Do niezwykle niebezpiecznego zdarzenia doszło w poniedziałek, około 15.00 w Bielsku - Białej. Po dachu 3-piętrowego budynku chodziła 6-letnia dziewczynka. Mieszkańcy ulicy Rychlińskiego zaalarmowali Policję, gdy ku swojemy zdziwieniu, zauważyli spacerującą po dachu apartamentowca kilkuletnią dziewczynkę. Na miejsce natychmiast pojechali policjanci i strażacy z wozem wyposażonym w wysięgnik. Jak się okazuje, po przyjeździe na miejsce słóżb ratunkowych - dziecka nie było już na dachu.

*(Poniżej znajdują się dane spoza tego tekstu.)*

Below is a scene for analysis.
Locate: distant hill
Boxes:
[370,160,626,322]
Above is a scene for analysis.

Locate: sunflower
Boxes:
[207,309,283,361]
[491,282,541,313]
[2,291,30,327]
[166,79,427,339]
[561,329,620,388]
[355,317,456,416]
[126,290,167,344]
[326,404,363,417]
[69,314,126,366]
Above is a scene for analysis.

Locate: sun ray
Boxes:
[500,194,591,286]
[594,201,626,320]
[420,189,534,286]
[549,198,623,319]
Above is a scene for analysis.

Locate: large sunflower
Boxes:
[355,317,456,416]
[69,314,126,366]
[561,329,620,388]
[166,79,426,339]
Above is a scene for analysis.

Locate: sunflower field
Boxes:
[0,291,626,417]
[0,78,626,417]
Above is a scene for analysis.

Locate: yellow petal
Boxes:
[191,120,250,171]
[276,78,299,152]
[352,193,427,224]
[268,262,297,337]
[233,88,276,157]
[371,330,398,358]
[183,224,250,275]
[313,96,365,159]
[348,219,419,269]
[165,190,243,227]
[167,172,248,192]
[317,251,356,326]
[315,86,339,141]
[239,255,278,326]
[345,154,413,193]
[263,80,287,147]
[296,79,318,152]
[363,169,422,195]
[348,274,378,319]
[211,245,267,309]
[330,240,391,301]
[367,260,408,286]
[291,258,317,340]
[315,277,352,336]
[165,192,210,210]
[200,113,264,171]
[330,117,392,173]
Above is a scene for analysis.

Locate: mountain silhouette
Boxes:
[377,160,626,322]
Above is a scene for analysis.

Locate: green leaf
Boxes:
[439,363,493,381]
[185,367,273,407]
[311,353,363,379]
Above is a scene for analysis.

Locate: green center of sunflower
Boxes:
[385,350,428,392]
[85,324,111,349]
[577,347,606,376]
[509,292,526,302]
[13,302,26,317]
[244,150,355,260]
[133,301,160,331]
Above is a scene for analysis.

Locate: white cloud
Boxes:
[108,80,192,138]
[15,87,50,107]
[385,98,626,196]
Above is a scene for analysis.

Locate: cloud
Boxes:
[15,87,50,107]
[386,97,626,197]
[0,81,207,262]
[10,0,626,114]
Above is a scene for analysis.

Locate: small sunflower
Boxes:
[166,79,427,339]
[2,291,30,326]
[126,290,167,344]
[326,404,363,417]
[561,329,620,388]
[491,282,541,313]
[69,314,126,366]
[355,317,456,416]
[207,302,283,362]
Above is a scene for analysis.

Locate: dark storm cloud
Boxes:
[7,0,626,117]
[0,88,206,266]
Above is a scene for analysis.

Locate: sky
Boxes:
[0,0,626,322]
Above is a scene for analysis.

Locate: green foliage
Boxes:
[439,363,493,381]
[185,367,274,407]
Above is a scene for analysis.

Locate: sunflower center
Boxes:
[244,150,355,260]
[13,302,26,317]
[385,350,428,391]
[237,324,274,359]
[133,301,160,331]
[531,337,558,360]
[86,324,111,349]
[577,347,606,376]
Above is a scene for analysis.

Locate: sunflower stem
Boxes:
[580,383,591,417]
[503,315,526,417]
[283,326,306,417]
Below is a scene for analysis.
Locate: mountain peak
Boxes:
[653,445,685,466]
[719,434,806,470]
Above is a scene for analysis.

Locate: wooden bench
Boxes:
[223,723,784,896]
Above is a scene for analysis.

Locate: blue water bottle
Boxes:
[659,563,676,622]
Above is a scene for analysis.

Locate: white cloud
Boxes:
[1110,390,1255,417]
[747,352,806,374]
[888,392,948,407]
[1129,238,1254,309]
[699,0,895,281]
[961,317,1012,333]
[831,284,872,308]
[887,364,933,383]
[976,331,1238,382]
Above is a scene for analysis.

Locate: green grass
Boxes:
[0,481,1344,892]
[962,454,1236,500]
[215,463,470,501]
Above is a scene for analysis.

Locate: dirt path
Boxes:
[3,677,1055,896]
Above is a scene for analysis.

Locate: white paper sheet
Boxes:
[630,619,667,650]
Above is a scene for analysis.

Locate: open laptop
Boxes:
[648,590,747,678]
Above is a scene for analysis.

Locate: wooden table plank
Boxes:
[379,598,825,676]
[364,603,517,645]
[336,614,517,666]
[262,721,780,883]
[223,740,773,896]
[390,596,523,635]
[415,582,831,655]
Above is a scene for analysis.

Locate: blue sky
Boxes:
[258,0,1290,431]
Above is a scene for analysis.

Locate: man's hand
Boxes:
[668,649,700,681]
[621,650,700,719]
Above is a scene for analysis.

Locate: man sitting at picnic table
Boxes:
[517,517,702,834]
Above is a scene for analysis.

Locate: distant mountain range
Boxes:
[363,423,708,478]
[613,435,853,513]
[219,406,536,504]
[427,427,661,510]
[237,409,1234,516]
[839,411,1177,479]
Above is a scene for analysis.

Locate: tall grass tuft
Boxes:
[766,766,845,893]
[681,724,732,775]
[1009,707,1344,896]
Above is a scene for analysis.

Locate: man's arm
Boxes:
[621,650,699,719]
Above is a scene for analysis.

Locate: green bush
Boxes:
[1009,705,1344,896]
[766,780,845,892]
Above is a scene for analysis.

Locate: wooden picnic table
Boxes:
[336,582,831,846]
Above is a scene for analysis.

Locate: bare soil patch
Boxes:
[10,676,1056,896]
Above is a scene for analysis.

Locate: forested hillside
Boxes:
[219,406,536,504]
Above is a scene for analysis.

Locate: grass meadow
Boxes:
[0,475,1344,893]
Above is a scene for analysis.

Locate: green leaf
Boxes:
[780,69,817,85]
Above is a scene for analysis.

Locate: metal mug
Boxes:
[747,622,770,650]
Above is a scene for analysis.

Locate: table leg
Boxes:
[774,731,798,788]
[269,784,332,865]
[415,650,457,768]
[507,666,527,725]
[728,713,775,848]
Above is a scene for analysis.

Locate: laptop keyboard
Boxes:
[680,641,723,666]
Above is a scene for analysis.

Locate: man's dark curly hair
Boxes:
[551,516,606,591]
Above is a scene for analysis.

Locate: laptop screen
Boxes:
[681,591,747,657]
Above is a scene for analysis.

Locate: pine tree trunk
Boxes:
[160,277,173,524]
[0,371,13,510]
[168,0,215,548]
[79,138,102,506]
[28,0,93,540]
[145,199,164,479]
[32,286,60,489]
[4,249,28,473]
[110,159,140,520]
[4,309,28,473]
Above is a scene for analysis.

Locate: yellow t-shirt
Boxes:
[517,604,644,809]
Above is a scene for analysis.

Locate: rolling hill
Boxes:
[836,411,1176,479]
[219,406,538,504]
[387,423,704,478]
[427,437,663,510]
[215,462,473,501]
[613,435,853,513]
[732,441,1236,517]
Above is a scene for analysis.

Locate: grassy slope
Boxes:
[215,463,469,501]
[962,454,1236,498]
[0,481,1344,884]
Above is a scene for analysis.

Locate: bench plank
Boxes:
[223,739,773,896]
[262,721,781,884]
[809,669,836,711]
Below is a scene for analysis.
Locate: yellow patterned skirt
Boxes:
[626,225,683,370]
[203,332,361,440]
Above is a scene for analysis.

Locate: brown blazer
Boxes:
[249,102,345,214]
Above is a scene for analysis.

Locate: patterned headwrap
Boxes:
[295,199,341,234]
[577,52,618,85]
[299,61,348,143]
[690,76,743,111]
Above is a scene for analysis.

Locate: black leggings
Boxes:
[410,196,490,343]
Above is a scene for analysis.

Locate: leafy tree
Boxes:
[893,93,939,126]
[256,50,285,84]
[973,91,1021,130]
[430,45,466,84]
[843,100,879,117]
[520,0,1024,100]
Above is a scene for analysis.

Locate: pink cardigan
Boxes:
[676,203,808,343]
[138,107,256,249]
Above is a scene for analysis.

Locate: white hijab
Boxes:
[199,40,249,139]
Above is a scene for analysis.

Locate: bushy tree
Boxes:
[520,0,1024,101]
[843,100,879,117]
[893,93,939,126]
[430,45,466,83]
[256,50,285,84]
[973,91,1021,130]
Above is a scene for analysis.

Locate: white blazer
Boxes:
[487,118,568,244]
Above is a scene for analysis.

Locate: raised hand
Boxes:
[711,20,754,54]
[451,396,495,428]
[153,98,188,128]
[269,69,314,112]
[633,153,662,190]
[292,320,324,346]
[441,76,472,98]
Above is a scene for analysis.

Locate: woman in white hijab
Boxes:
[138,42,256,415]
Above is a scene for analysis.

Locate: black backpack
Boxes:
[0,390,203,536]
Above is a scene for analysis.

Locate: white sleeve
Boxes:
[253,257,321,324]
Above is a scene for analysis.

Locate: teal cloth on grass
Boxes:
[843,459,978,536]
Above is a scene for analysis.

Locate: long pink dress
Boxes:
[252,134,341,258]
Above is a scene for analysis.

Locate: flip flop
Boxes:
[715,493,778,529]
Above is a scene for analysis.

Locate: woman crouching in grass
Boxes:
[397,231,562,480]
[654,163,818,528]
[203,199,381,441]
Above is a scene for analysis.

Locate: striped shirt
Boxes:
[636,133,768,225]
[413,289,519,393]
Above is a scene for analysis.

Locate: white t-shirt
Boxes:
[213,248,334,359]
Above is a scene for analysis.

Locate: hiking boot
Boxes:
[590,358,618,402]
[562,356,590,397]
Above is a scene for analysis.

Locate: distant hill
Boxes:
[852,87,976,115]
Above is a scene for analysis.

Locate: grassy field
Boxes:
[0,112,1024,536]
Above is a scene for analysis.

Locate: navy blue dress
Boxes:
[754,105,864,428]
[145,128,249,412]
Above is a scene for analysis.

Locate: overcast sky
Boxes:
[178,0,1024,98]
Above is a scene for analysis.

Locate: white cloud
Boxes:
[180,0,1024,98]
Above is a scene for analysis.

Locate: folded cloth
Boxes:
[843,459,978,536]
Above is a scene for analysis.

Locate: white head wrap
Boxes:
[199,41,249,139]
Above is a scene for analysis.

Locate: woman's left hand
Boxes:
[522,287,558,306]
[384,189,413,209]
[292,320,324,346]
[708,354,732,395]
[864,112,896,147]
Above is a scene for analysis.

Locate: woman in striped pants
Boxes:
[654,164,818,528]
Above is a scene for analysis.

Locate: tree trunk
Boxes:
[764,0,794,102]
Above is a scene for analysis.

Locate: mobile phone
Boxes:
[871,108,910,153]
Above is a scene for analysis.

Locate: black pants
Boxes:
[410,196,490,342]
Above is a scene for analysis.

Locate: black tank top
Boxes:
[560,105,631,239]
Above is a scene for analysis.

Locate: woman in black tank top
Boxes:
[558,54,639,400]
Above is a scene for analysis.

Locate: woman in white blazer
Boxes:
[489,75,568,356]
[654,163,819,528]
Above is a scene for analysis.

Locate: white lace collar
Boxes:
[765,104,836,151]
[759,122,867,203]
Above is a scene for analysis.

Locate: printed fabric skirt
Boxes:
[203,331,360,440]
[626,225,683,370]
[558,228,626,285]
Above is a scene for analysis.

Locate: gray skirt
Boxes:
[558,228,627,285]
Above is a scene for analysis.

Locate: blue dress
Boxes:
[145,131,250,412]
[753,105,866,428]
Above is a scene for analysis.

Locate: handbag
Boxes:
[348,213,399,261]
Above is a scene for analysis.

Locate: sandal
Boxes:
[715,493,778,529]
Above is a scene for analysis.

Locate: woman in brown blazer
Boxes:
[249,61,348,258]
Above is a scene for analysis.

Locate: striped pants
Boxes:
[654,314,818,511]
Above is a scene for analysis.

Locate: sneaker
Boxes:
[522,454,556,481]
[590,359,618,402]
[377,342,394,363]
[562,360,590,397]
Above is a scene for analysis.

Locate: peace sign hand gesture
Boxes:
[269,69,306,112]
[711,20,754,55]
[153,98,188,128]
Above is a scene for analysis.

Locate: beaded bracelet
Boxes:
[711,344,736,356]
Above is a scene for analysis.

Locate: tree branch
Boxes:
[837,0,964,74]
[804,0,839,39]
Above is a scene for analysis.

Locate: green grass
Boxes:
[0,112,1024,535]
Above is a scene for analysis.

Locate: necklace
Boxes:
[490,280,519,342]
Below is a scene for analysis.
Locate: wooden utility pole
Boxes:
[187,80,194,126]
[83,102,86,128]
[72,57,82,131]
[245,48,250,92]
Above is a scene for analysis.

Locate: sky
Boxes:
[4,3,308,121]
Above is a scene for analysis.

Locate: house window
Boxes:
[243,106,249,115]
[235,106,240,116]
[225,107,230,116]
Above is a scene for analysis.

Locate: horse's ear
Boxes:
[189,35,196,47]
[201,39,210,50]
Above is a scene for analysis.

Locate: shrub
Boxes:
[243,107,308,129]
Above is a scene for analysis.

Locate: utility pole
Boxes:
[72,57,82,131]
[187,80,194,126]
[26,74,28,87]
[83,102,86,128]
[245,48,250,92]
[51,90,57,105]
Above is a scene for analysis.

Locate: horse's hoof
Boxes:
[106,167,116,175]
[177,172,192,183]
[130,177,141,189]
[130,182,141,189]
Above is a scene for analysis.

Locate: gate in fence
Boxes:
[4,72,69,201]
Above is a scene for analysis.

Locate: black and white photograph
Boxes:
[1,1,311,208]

Mundurowi ustalili mieszkanie, z którego najprawdopodobniej dziewczynka wyszła na dach. Nikt im jednak nie otwarł drzwi. Policjanci przeszli dachem na taras tego mieszkania, aby sprawdzić, czy nie jest komuś potrzebna pomoc medyczna. W tym czasie drugi patrol - mundurowych z Samodzielnego Pododdziału Prewencji Policji w Bielsku-Białej, dobijał się do drzwi. W końcu mieszkanie otworzyła policjantom 36-latka, która wyraźnie była pod wpływem alkoholu. Badanie policyjnym alkomatem wykazało w jej organizmie ponad dwa promile alkoholu. Według ustaleń mundurowych, 6-letnia dziewczynka wyszła na dach przez taras za swoim psem, który jej tam uciekł, a następnie sama wróciła do mieszkania. Dziecko zostało przekazane pod opiekę członkom rodziny.
Teraz śledczy sprawdzają, jak doszło do tego, że matka dopuściła do wyjścia dziecka na dach i czy zachowanie 36-latki nie naraziło dziewczynki na bezpośrednie zagrożenie utraty życia lub zdrowia. Jeśli zarzuty potwierdzą się, będzie jej groziła kara nawet do 3 lat więzienia. O sprawie zostanie także powiadomiony sąd rodzinny w celu sprawdzenia, czy 36-latka właściwie opiekuje się córką.